La Stazione can thus be considered an homage to Italian art and way of life, as Distel actually lived in Italy for some time. The five parts' subtitles are based on the train station's PA announcements.

The music is continuous, so that telling which part is which can prove difficult. One hears recordings of clattering trains slowly stopping on arrival, doors of cars shutting, PA announcements, whistles, people running to get their train. The sounds have been processed and layered – sometimes beyond recognition – to make the industrial sounds mingle in a surreal soundscape. The technique is well-known (drastically slowed-down speed, multi-layering, echo and reverb sound effects, pitch modification), but the result is totally unique. A reviewer compared the music on LA Stazione to Pauline Oliveros's own Deep Listening music.

Created 1987–90, La Stazione was premiered on Radio DRS 2 Bern, Switzerland, on May 16, 1990.

== Soundtrack (2004) ==

Originally commissioned in 2004 by a Japanese choreographer, this remix version of Herbert Distel's own Die Reise and La Stazione was broadcast on ORF, WDR and Deutschlandradio in 2007–8, but remains unreleased on disc format at time of writing. Composed for dancers and video, this Soundtrack (pun intended I assume) is a subtle and nuanced mix enhancing details from the originals and adding dramaturgy in the process. The result is a kind of psychological soundscape and less of a train trip or portrait of a train station, since the train sounds are used as a rhythm element here and no more as a psychological, hypnotysing sound. Actually the train sounds only appear 15 minutes into the mix, evidence of a new direction given to the whole project. The work is divided in 2 parts, the first one (till 39:00) being a remixing of Die Reise whilst the 2nd part (starting 39:00) is sourced from La Stazione.

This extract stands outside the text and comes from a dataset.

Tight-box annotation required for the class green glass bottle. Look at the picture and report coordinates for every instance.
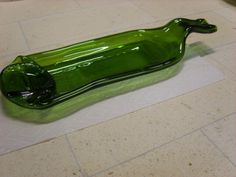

The 15mns opening sequence is a kind of surreal vocals+insect chorale. A female singer returns at 23:00-24:00, a heavenly voice amid the concrète music sounds. Generally speaking, this mix stays true to the original La Stazione project, that is to say an opera (i.e. a composition for voices), enhancing and stressing the role of vocals in these 2 sound pieces. Another prominent element are the numerous electronic sounds brought into focus compared to the originals. Distel deliberately re-install his sound work in the electronic and musique concrète canon. And maybe the cheerful motorcycle engine at 47:30 signals another, noisier trip altogether. Obviously Soundtrack is a fine addition to the 2 previous works on train sounds and the ensemble makes for a perfect trilogy.